Gabriel Amard, tête de liste Front de Gauche aux élections européennes dans la circonscription Est, a prononcé un discours le 9 mai à Verdun, place de la Nation à 19 heures, en présence de Mélanie Tsagouris, n°2 de la liste FDG dans l’Est et secrétaire fédérale du PCF dans la Meuse et introduit par Pierre Hanegreefs (PG).
Ce discours intitulé “Un 9 mai pour la pour la paix, pour dire non à l’Europe des guerres américaines” a une portée hautement symbolique.
2014 est le centenaire de la Première guerre mondiale, et Verdun un haut lieu de la guerre. Gabriel Amard commémora donc le centenaire, conscient cependant que le début du conflit fut à l’été 1914.
Le 9 mai est la journée de l’Europe. Ce fut l’occasion pour le candidat de prendre le contrepied des affirmations selon lesquelles “l’Europe, c’est la paix”, en témoignent les discours bellicistes de ses dirigeants, la situation en Ukraine, et l’inféodation de la diplomatie et de la défense européennes aux buts de guerre étasunien via l’OTAN.
Discours de Verdun
Place de la Nation
Gabriel Amard, 9 mai 2014
Mesdames et Messieurs, Monsieur le Conseiller général,
Cher-e-s camarades, militants, dirigeants de parti, citoyennes, citoyens,
Cent ans quasiment après le déclenchement d’une guerre qui mobilisa nos ancêtres l’été 1914,
Je m’adresse aux morts pour parler aux vivants.
Je m’adresse aux dix millions d’hommes qui sont morts pour cette guerre qui devait être la “Der des Der”.
Vous vous appeliez Marius, Abdel, François, Antoine, Jean, Mustafa, Claude …
Vous étiez beaux, de toutes les couleurs du monde, vous veniez de toutes parts, vous parliez toutes les langues.
Vous étiez portés par votre propre idée de la France.
Je m’adresse à vous, combattants sans savoir pourquoi, et à vous qui vous êtes entretués sans en connaître la raison.
Je m’adresse à vous qui avez vu monter le fascisme et le nazisme en Europe, vous qui avez défendu les valeurs la République, je m’adresse à vous qui avez donné votre vie pour défendre la paix, en Espagne, en Italie, en France et ailleurs.
Et à vous qui avez cru, comme moi, en l’Europe de la paix,
Je m’adresse à vous, Européens, de toutes les opinions politiques, philosophiques et religieuses, de tout âge, alors que la guerre est à nos portes, et que demain l’Europe peut s’embraser à nouveau.
Quel autre lieu que Verdun, Capitale mondiale de la Paix,
pour se souvenir et en appeler à la fraternité.
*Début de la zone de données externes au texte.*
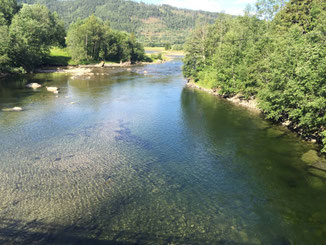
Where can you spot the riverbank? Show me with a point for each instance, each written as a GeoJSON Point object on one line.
{"type": "Point", "coordinates": [238, 99]}
{"type": "Point", "coordinates": [252, 105]}
{"type": "Point", "coordinates": [86, 70]}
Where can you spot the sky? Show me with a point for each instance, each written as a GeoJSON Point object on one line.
{"type": "Point", "coordinates": [235, 7]}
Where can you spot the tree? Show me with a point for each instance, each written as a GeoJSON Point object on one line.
{"type": "Point", "coordinates": [4, 45]}
{"type": "Point", "coordinates": [8, 8]}
{"type": "Point", "coordinates": [33, 30]}
{"type": "Point", "coordinates": [93, 39]}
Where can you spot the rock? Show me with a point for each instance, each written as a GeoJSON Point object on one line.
{"type": "Point", "coordinates": [13, 109]}
{"type": "Point", "coordinates": [272, 132]}
{"type": "Point", "coordinates": [33, 85]}
{"type": "Point", "coordinates": [53, 89]}
{"type": "Point", "coordinates": [286, 123]}
{"type": "Point", "coordinates": [315, 182]}
{"type": "Point", "coordinates": [310, 157]}
{"type": "Point", "coordinates": [317, 172]}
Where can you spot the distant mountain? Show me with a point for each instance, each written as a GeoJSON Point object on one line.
{"type": "Point", "coordinates": [153, 24]}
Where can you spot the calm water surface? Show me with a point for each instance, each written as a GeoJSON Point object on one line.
{"type": "Point", "coordinates": [124, 157]}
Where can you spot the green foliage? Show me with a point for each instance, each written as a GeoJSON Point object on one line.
{"type": "Point", "coordinates": [324, 141]}
{"type": "Point", "coordinates": [93, 39]}
{"type": "Point", "coordinates": [153, 25]}
{"type": "Point", "coordinates": [281, 62]}
{"type": "Point", "coordinates": [33, 30]}
{"type": "Point", "coordinates": [167, 46]}
{"type": "Point", "coordinates": [8, 8]}
{"type": "Point", "coordinates": [4, 48]}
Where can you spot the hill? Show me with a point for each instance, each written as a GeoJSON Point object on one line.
{"type": "Point", "coordinates": [153, 25]}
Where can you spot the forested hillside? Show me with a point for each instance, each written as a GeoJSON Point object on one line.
{"type": "Point", "coordinates": [28, 32]}
{"type": "Point", "coordinates": [153, 25]}
{"type": "Point", "coordinates": [277, 57]}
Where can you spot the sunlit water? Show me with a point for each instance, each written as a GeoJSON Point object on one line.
{"type": "Point", "coordinates": [124, 157]}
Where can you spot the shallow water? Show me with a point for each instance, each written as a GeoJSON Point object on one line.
{"type": "Point", "coordinates": [125, 157]}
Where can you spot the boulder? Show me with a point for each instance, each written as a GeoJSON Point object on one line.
{"type": "Point", "coordinates": [13, 109]}
{"type": "Point", "coordinates": [53, 89]}
{"type": "Point", "coordinates": [33, 85]}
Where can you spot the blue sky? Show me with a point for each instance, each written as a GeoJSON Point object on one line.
{"type": "Point", "coordinates": [228, 6]}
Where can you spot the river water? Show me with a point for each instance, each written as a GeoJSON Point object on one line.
{"type": "Point", "coordinates": [127, 157]}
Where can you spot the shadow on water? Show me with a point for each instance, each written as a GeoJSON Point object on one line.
{"type": "Point", "coordinates": [36, 232]}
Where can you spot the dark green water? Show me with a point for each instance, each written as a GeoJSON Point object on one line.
{"type": "Point", "coordinates": [139, 159]}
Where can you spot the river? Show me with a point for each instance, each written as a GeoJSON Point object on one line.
{"type": "Point", "coordinates": [134, 157]}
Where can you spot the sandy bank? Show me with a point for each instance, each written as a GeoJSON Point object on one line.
{"type": "Point", "coordinates": [238, 99]}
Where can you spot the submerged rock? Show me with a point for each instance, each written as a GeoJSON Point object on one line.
{"type": "Point", "coordinates": [272, 132]}
{"type": "Point", "coordinates": [317, 165]}
{"type": "Point", "coordinates": [311, 157]}
{"type": "Point", "coordinates": [53, 89]}
{"type": "Point", "coordinates": [33, 85]}
{"type": "Point", "coordinates": [13, 109]}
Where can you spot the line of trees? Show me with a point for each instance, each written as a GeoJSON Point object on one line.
{"type": "Point", "coordinates": [28, 32]}
{"type": "Point", "coordinates": [275, 53]}
{"type": "Point", "coordinates": [93, 39]}
{"type": "Point", "coordinates": [152, 24]}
Ici, Français et Allemands, vous vous êtes battus pour un « bout de colline » disiez-vous. Ici, vous êtes 715 000 hommes à être morts pour votre pays. Chacun de vous avait raison et chacun avait tort. Sachez que nous n’oublierons jamais la folie des hommes. Nous n’oublierons jamais ces nationalismes qui ont gangréné l’Europe et qui semblent vouloir revenir aujourd’hui.
« Plus Jamais ça », disiez-vous, lorsque vous êtes sortis des tranchées, lorsque vous avez quitté l’enfer de Verdun. Vous n’aviez que ces mots à la bouche. Vous avez saisi, dans votre intimité blessée et dans vos corps cassés, l’absurdité d’un conflit qui n’était pas le vôtre.
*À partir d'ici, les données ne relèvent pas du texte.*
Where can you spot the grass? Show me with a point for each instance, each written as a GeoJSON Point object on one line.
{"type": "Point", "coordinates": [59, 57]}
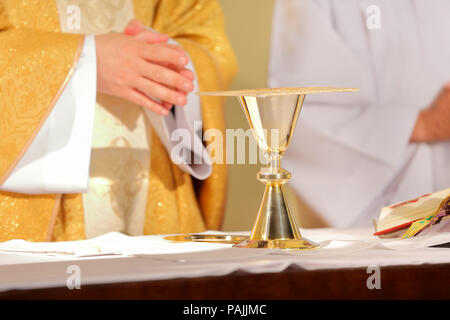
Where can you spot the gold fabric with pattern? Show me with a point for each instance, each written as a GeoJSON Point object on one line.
{"type": "Point", "coordinates": [35, 63]}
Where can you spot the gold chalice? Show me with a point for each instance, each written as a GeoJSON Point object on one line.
{"type": "Point", "coordinates": [272, 114]}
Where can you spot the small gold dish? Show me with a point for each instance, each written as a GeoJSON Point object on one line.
{"type": "Point", "coordinates": [212, 238]}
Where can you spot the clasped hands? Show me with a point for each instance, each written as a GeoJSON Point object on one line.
{"type": "Point", "coordinates": [140, 66]}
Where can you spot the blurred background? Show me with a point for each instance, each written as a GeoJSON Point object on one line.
{"type": "Point", "coordinates": [251, 46]}
{"type": "Point", "coordinates": [248, 25]}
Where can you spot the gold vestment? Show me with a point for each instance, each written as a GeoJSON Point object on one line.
{"type": "Point", "coordinates": [36, 62]}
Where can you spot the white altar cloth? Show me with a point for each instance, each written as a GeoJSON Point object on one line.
{"type": "Point", "coordinates": [119, 258]}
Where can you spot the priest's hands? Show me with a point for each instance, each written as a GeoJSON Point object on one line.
{"type": "Point", "coordinates": [433, 123]}
{"type": "Point", "coordinates": [141, 67]}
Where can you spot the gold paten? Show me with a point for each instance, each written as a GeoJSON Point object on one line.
{"type": "Point", "coordinates": [272, 115]}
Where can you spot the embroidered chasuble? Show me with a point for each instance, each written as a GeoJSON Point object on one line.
{"type": "Point", "coordinates": [133, 183]}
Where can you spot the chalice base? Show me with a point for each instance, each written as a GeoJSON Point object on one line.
{"type": "Point", "coordinates": [275, 226]}
{"type": "Point", "coordinates": [285, 244]}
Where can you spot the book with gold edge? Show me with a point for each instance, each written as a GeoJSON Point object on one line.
{"type": "Point", "coordinates": [396, 220]}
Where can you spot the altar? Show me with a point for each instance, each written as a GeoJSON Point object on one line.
{"type": "Point", "coordinates": [350, 264]}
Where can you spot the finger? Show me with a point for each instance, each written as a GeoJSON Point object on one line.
{"type": "Point", "coordinates": [172, 46]}
{"type": "Point", "coordinates": [161, 54]}
{"type": "Point", "coordinates": [160, 92]}
{"type": "Point", "coordinates": [141, 99]}
{"type": "Point", "coordinates": [187, 73]}
{"type": "Point", "coordinates": [134, 27]}
{"type": "Point", "coordinates": [166, 76]}
{"type": "Point", "coordinates": [149, 36]}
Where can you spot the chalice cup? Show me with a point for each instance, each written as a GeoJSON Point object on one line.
{"type": "Point", "coordinates": [272, 114]}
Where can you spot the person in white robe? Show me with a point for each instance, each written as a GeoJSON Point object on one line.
{"type": "Point", "coordinates": [354, 153]}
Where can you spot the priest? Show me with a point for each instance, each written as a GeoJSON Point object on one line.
{"type": "Point", "coordinates": [90, 93]}
{"type": "Point", "coordinates": [390, 142]}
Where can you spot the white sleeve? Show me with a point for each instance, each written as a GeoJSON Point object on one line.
{"type": "Point", "coordinates": [306, 50]}
{"type": "Point", "coordinates": [183, 132]}
{"type": "Point", "coordinates": [57, 160]}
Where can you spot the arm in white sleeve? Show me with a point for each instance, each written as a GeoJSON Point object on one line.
{"type": "Point", "coordinates": [181, 134]}
{"type": "Point", "coordinates": [306, 50]}
{"type": "Point", "coordinates": [58, 159]}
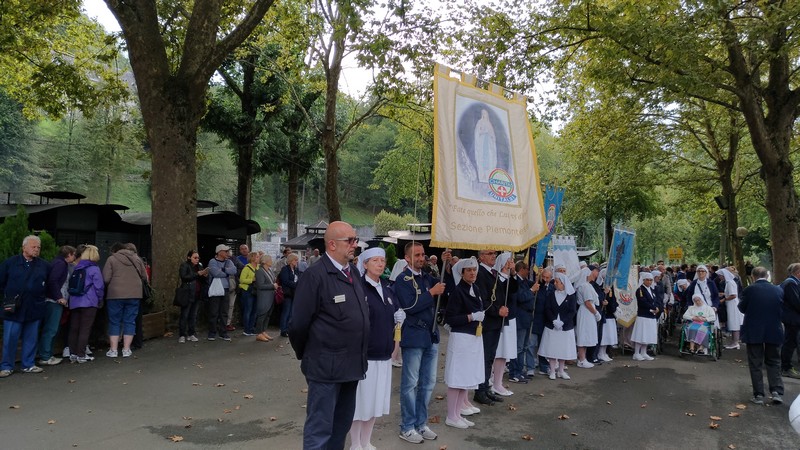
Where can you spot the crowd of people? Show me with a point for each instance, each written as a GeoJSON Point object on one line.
{"type": "Point", "coordinates": [354, 317]}
{"type": "Point", "coordinates": [44, 300]}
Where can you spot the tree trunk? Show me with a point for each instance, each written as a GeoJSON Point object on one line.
{"type": "Point", "coordinates": [172, 133]}
{"type": "Point", "coordinates": [294, 175]}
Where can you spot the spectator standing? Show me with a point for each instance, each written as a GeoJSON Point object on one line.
{"type": "Point", "coordinates": [329, 333]}
{"type": "Point", "coordinates": [763, 334]}
{"type": "Point", "coordinates": [83, 307]}
{"type": "Point", "coordinates": [123, 274]}
{"type": "Point", "coordinates": [23, 275]}
{"type": "Point", "coordinates": [56, 301]}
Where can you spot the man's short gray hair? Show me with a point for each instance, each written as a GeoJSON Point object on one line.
{"type": "Point", "coordinates": [760, 273]}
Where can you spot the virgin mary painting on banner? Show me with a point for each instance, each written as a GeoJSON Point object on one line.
{"type": "Point", "coordinates": [486, 182]}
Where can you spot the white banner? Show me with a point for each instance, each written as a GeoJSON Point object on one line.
{"type": "Point", "coordinates": [486, 180]}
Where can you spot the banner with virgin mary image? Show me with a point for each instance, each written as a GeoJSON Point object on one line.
{"type": "Point", "coordinates": [486, 180]}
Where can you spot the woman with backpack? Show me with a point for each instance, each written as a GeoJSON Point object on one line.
{"type": "Point", "coordinates": [86, 290]}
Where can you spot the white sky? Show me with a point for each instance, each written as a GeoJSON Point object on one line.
{"type": "Point", "coordinates": [353, 81]}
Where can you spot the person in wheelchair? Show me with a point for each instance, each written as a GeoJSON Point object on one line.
{"type": "Point", "coordinates": [699, 324]}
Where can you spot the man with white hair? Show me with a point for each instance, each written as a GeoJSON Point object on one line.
{"type": "Point", "coordinates": [23, 283]}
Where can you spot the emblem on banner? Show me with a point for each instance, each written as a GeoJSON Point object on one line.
{"type": "Point", "coordinates": [501, 186]}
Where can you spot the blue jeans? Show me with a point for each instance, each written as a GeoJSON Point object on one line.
{"type": "Point", "coordinates": [286, 314]}
{"type": "Point", "coordinates": [52, 318]}
{"type": "Point", "coordinates": [122, 316]}
{"type": "Point", "coordinates": [12, 331]}
{"type": "Point", "coordinates": [248, 302]}
{"type": "Point", "coordinates": [416, 385]}
{"type": "Point", "coordinates": [517, 366]}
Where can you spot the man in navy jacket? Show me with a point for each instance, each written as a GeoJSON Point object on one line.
{"type": "Point", "coordinates": [416, 291]}
{"type": "Point", "coordinates": [329, 332]}
{"type": "Point", "coordinates": [762, 332]}
{"type": "Point", "coordinates": [25, 276]}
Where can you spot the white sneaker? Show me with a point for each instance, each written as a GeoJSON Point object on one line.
{"type": "Point", "coordinates": [456, 423]}
{"type": "Point", "coordinates": [411, 436]}
{"type": "Point", "coordinates": [427, 433]}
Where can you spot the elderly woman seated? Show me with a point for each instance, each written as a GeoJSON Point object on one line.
{"type": "Point", "coordinates": [699, 319]}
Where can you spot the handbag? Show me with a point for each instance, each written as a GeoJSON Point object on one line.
{"type": "Point", "coordinates": [216, 289]}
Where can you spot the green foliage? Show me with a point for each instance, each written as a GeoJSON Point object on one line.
{"type": "Point", "coordinates": [386, 221]}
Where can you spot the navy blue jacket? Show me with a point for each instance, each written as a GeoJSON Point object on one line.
{"type": "Point", "coordinates": [791, 301]}
{"type": "Point", "coordinates": [381, 320]}
{"type": "Point", "coordinates": [488, 284]}
{"type": "Point", "coordinates": [645, 301]}
{"type": "Point", "coordinates": [460, 306]}
{"type": "Point", "coordinates": [329, 329]}
{"type": "Point", "coordinates": [525, 301]}
{"type": "Point", "coordinates": [29, 279]}
{"type": "Point", "coordinates": [567, 311]}
{"type": "Point", "coordinates": [418, 329]}
{"type": "Point", "coordinates": [761, 304]}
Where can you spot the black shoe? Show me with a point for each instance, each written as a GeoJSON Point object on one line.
{"type": "Point", "coordinates": [482, 398]}
{"type": "Point", "coordinates": [494, 397]}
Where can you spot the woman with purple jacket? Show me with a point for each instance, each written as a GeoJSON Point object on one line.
{"type": "Point", "coordinates": [83, 307]}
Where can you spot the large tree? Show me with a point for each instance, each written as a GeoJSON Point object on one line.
{"type": "Point", "coordinates": [174, 48]}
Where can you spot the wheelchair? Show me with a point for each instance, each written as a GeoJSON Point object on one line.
{"type": "Point", "coordinates": [714, 350]}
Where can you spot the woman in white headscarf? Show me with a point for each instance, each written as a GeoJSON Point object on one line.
{"type": "Point", "coordinates": [463, 368]}
{"type": "Point", "coordinates": [507, 347]}
{"type": "Point", "coordinates": [645, 329]}
{"type": "Point", "coordinates": [558, 339]}
{"type": "Point", "coordinates": [731, 299]}
{"type": "Point", "coordinates": [588, 316]}
{"type": "Point", "coordinates": [374, 391]}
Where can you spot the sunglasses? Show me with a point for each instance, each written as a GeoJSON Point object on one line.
{"type": "Point", "coordinates": [350, 240]}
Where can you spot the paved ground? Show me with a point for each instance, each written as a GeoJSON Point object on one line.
{"type": "Point", "coordinates": [244, 394]}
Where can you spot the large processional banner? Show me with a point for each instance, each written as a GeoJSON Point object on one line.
{"type": "Point", "coordinates": [486, 179]}
{"type": "Point", "coordinates": [553, 196]}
Et pourtant, c’étaient vous qui vous élanciez des tranchées pour courir dans le chaos et dans un véritable cimetière à ciel ouvert. Et pourtant, c’étaient vous qui viviez dans la boue, sous une pluie d’obus et le sifflet des balles. C’étaient vous qui tiriez, qui tuiez, et qui creviez seuls, sans être secourus.
Le poète Paul Valéry disait « La guerre c’est le massacre des gens qui ne se connaissent pas au profit des gens qui se connaissent mais ne se massacrent pas ! ». La guerre c’est donc l’affaire des des lâches profiteurs, qui envoient les plus faibles se battre pour eux, afin d’en tirer un avantage.
Nous vous rendons hommage, à vous les héros de 14-18. Vous avez vécu l’enfer, mais vous avez fait les hommes que nous sommes aujourd’hui. Nous vous honorons car vous êtes les victimes d’une terrible histoire, qui vous était étrangère. Il faut partout vous célébrer pour que le temps n’efface par votre sacrifice.
Chers citoyennes et citoyens,
Cent ans sont passés.
La plaie est refermée, mais la cicatrice est visible, pour nous descendants des poilus.
Nous n’oublions pas les douleurs, nous n’oublions pas le froid, ni les poux, ni la grippe espagnole qui ravagea les plus robustes d’entre nous. Nous n’oublions pas les morts, les blessés, ni les gueules cassées. Nous n’oublions pas les fusillés, ni les mutins de 1917, ceux qui criaient NON à la guerre. Nous n’oublions pas ceux qui se sont battus pour la France, ceux qui ont donné leur vie pour la République.
Nous sommes ce que nous sommes grâce à eux. Ils ont des droits sur nous : un devoir de mémoire nous incombe.
Si des jours rassemblent les peuples pour commémorer ensemble l’horreur de la guerre et de la Barbarie comme hier, nous sommes trop nombreux à ne pas respecter leur mémoire.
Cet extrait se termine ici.